実は本種、宿貝の代わりに活きた珊瑚を利用するのだ。
樹枝状のコモンサンゴ類Genus Montipora )ないしはハマサンゴ類
Family Poritidae )を棲家とする。
サンゴを宿とするカンザシヤドカリ類
Genjus Paguritta )とは違って、小さな珊瑚片に入り、自由生活する点が面白い。

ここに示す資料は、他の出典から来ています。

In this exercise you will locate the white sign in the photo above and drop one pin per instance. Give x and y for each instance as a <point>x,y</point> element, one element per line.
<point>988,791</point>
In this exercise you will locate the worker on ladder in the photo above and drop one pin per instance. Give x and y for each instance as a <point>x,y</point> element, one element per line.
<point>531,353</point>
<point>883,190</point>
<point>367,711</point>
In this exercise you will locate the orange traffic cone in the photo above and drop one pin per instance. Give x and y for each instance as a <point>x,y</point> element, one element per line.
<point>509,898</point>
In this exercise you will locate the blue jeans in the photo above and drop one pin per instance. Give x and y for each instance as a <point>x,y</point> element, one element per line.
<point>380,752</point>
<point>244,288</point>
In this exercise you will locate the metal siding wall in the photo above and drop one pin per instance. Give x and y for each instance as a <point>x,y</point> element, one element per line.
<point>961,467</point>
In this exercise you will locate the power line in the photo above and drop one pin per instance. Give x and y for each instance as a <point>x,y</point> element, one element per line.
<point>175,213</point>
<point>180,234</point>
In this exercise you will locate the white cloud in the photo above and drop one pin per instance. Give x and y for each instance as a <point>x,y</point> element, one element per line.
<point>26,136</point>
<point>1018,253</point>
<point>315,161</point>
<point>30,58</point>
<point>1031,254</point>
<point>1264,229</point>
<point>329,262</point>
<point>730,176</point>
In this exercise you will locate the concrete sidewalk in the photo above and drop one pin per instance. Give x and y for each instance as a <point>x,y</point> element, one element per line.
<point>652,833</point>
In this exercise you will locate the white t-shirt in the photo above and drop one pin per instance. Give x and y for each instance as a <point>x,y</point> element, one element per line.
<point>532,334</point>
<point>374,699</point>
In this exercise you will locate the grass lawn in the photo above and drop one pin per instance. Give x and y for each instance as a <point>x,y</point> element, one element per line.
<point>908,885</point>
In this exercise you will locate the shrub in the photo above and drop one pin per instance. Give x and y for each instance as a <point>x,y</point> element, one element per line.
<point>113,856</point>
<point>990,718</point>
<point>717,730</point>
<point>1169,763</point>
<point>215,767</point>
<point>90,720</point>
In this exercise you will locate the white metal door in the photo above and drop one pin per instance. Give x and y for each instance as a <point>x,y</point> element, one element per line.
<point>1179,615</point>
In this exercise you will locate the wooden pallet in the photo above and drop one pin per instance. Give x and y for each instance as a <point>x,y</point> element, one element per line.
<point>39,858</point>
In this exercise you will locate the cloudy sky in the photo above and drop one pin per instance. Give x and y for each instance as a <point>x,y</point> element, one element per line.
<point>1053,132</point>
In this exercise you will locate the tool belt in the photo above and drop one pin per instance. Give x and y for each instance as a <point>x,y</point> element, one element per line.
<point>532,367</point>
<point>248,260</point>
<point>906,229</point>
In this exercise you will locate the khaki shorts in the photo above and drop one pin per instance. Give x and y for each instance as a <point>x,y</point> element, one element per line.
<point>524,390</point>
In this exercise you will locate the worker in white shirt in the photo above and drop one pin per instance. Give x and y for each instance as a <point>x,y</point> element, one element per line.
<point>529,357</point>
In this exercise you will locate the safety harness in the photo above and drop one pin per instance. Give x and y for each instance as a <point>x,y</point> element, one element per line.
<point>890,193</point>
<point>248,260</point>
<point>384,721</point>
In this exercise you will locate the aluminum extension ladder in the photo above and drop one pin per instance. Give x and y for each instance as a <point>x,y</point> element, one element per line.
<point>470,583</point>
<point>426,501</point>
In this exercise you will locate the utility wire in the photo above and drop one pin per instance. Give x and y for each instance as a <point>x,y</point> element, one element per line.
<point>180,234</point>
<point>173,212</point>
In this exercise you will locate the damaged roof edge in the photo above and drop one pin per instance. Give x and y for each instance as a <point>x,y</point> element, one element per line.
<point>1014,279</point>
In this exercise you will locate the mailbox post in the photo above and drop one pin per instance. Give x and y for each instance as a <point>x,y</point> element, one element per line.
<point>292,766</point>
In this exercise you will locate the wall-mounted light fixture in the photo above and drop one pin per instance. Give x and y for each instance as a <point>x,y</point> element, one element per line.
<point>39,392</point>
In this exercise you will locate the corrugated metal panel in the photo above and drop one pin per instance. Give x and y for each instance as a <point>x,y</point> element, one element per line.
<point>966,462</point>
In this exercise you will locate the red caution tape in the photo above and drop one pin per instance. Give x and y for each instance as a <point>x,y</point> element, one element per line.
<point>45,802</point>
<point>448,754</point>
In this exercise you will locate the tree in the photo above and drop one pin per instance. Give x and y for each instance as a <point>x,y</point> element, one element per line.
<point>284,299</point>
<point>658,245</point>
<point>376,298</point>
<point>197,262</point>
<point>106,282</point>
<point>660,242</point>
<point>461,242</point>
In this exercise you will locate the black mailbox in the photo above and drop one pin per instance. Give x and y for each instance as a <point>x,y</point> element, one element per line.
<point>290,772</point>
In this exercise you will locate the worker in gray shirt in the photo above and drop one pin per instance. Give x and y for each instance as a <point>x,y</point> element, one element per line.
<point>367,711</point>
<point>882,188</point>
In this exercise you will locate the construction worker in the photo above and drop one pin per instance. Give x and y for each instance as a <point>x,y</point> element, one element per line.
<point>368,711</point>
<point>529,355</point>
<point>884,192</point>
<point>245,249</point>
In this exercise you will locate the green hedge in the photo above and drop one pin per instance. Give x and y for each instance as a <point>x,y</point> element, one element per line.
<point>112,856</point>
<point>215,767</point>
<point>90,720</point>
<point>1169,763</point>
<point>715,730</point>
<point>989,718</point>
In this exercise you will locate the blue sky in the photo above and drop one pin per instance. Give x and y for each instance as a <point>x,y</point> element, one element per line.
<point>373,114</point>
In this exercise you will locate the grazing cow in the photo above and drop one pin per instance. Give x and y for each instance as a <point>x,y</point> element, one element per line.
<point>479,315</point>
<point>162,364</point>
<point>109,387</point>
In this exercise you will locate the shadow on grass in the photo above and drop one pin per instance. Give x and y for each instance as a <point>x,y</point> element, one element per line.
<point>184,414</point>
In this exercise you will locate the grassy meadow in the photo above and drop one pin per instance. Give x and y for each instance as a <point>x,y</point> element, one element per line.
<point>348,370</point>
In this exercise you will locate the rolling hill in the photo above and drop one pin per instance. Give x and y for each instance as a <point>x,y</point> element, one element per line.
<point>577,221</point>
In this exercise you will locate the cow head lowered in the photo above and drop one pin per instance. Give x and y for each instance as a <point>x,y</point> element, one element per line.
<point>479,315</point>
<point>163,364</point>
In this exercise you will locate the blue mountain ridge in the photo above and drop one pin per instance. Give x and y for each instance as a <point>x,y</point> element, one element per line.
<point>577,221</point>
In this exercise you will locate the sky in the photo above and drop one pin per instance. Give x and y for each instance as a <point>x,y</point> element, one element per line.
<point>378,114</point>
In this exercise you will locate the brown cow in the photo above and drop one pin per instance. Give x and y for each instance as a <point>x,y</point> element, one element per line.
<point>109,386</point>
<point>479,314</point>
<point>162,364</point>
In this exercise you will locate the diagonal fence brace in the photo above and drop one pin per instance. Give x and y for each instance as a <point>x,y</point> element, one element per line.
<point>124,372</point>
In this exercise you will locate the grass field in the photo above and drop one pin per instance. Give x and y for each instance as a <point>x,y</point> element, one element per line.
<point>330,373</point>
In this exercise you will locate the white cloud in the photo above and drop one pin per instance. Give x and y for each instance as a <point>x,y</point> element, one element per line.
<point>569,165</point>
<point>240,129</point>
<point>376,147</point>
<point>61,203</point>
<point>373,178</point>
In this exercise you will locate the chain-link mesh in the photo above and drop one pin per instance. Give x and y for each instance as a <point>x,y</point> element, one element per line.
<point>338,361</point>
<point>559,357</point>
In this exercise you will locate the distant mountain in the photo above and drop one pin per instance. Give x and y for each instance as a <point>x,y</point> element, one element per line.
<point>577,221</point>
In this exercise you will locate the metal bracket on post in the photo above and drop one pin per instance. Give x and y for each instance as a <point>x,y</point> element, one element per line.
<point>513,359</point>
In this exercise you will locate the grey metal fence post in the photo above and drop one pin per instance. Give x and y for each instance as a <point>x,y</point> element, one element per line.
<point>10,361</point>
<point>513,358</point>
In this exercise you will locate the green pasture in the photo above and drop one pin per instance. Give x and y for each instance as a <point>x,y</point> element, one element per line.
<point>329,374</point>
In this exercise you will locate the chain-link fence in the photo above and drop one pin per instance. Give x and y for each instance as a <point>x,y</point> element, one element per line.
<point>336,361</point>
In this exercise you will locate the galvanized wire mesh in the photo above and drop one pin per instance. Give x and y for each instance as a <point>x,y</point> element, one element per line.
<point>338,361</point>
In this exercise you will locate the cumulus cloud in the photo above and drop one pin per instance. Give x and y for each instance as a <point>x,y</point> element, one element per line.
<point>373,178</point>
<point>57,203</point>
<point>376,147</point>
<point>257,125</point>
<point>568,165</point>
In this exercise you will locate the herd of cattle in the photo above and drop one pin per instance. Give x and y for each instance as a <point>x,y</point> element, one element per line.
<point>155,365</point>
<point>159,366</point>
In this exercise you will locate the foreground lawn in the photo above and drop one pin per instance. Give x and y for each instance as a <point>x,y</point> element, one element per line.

この珊瑚が、どのように防衛手段として役立つのか、興味は尽きない。
 この生活形態から、 "
Coralhouse Hermit " 若しくは宿とする珊瑚の形状から
"
Staghorn Hermit " と呼ばれる。
"
Mexican Hermit " のインボイスで取り引きされることもある。
 歩脚や鋏脚、触角は白色ベースに赤褐色のストライプ模様が入る。
 眼球がピンク色なので、良く目立つ。
 ヤドカリの飼育自体は容易だが、宿としている珊瑚は、
SPSが育成できるような清浄な海水と、強い光が必要。
宿にしている珊瑚が死んでしまい、藻類が生え出すと少々格好悪い。
 メキシコから輸入されるスタッグホーンハーミットです。
 ヤドカリ自体の色彩はやや地味で、敬遠されがちなホンヤドカリでありながら、生活形態の面白さから、人気がある種です。
 入荷量は少なく、価格はやや高めです。
 宿にしている珊瑚を巧く飼育できれば、かなり面白い生体だと言えるでしょう。